Trevisan’s construction#

We have seen that quantum-proof strong randomness extractors are the correct functions to perform privacy amplification. Furthermore, we have shown that these functions are not just the desired mathematical objects, but can actually be constructed from a well-known class of functions: the class of two-universal functions. Finally, we presented two such families: Toeplitz hashing and the modified Toeplitz hashing.

In this section we will present an alternative method to obtain quantum-proof strong randomness extractors. Instead of constructing them from two-universal functions, we will use Luca Trevisan’s idea [9], which was later proved [10] to also work against quantum side information. Trevisan’s construction requires two things:

  1. a weak design, and

  2. a one-bit (quantum-proof strong) randomness extractor.

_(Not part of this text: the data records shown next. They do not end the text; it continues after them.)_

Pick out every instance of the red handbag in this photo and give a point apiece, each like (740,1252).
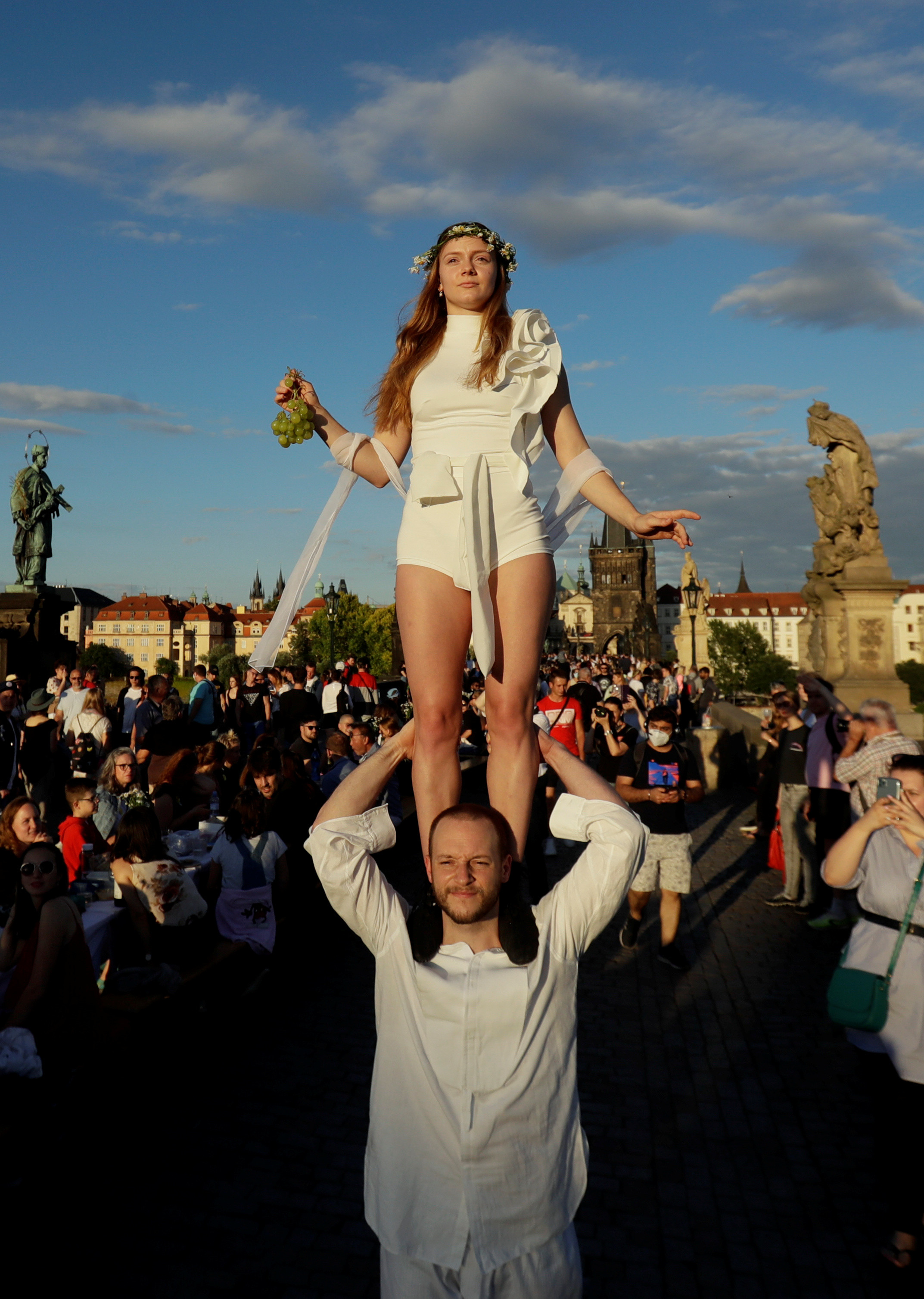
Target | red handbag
(776,858)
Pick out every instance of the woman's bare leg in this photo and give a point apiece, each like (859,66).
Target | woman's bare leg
(436,621)
(523,594)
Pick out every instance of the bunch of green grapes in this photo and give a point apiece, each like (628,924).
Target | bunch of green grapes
(296,421)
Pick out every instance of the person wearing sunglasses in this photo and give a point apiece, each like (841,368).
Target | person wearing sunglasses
(129,698)
(118,790)
(54,987)
(874,741)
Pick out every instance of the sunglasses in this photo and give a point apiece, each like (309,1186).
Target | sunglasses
(29,868)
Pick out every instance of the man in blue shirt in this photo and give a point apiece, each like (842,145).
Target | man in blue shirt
(202,706)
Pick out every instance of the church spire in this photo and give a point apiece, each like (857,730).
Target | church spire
(743,589)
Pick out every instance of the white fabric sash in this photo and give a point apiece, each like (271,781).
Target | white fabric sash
(264,655)
(562,515)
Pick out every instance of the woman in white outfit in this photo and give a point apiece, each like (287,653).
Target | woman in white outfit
(472,392)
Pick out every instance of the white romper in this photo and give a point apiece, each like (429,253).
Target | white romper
(471,506)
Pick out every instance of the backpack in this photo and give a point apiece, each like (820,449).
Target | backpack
(84,754)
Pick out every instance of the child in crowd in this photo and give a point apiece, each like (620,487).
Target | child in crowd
(78,828)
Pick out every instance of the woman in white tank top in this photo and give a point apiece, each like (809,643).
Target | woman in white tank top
(473,394)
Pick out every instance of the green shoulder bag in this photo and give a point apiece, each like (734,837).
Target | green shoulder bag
(861,1001)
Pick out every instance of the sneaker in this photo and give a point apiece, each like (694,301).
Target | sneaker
(672,956)
(830,920)
(628,935)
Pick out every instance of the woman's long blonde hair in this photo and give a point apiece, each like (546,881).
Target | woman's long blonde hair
(421,337)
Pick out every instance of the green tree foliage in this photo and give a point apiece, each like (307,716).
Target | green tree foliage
(111,662)
(361,629)
(743,660)
(913,675)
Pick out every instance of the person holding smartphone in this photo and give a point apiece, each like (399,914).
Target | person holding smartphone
(879,858)
(613,738)
(657,780)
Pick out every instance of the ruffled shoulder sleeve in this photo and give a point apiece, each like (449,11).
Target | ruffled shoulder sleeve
(533,363)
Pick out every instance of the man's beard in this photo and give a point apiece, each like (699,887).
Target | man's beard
(468,911)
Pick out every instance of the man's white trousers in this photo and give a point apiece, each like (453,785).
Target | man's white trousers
(551,1272)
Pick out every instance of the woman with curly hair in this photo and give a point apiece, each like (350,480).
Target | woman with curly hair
(472,393)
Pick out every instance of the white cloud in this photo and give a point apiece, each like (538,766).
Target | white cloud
(750,489)
(6,423)
(49,397)
(736,393)
(896,75)
(134,231)
(575,162)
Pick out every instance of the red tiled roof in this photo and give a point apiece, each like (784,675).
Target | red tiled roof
(758,604)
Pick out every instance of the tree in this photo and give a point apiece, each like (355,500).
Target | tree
(359,629)
(743,660)
(111,662)
(913,675)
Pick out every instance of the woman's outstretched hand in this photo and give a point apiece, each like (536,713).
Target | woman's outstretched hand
(306,392)
(663,525)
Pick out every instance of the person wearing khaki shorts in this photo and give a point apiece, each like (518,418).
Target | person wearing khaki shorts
(656,780)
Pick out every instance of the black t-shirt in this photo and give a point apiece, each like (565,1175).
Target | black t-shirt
(587,695)
(296,707)
(660,767)
(250,702)
(607,766)
(792,760)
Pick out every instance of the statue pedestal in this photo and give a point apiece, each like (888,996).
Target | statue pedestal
(852,639)
(30,633)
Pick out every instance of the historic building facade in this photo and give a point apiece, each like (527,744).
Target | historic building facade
(624,593)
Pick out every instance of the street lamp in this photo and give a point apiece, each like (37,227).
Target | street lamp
(692,593)
(332,602)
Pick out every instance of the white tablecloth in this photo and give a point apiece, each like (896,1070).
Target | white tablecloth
(98,920)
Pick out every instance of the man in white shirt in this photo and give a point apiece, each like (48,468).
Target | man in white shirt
(476,1160)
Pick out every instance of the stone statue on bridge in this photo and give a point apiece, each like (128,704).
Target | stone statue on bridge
(34,505)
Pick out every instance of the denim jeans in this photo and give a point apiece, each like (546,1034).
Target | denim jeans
(797,844)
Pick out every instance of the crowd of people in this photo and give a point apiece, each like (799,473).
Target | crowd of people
(90,786)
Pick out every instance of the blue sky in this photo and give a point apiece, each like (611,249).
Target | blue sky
(716,204)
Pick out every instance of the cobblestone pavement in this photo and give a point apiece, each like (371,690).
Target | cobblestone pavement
(729,1155)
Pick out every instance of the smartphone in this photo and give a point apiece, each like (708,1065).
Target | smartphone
(888,788)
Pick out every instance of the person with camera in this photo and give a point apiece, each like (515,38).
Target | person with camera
(614,738)
(879,859)
(657,779)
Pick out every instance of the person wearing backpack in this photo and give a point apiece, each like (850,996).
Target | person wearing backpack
(249,864)
(89,734)
(657,779)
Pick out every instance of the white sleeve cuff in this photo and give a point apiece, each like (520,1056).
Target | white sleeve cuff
(372,831)
(346,447)
(576,473)
(572,817)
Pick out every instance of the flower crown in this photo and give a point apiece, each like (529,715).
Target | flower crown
(506,251)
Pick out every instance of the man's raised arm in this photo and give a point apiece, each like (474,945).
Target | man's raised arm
(364,786)
(578,777)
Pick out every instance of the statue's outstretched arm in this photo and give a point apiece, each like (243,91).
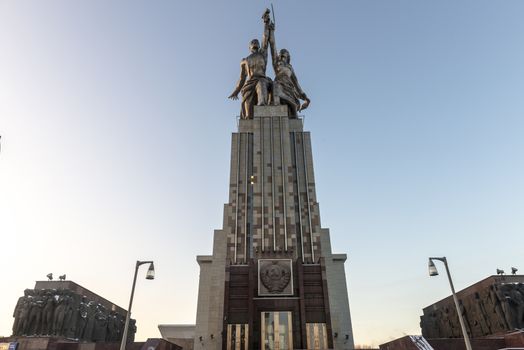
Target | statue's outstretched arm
(301,92)
(240,83)
(266,34)
(297,85)
(272,44)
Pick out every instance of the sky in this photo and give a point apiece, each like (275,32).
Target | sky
(115,143)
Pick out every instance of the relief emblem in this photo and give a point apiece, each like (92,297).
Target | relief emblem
(275,277)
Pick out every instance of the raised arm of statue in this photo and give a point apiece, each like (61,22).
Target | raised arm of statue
(266,34)
(241,81)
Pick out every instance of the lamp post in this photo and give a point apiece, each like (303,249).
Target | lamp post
(433,272)
(150,276)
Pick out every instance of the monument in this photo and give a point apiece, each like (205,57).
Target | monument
(272,281)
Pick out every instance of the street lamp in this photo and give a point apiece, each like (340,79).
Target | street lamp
(433,272)
(150,276)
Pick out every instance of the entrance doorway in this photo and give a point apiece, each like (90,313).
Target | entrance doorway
(276,330)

Remember that a randomness extractor always has two inputs: a weak source of randomness (an \(n\)-bit string) and a uniform seed (a \(d\)-bit string). Trevisan’s idea is the following: to obtain an \(m\)-bit \(\epsilon\)-close uniform string, we will call the one-bit extractor \(m\) times and concatenate all these bits. Each time, this extractor will receive some different bits from the uniform seed. What particular bits are used each time is determined by the weak design, which will guarantee that we use the whole input seed and the overlap between different calls is bounded.

The following figure graphically shows this construction.

Trevisan's construction diagram

Trevisan’s construction diagram#

Mathematically, if \(C:\{0,1\}^n\times\{0,1\}^t\rightarrow\{0,1\}\) is a quantum strong one-bit extractor, and the output of the weak design is a collection of indices \(S_0,\dots,S_{m-1}\), Trevisan’s construction is defined as

\[\text{Ext}(x,y):=C(x,y_{S_0})\dots C(x,y_{S_{m-1}})\,.\]

Complexity & seed length

It is not possible to talk about a generic complexity of the Trevisan’s construction since this will depend on the particular choice of the weak design and one-bit extractor. In practice, Trevisan’s construction is much slower that Toeplitz hashing. However, its main advantage is that, in some cases, it only requires a seed that grows logarithmically with the input length.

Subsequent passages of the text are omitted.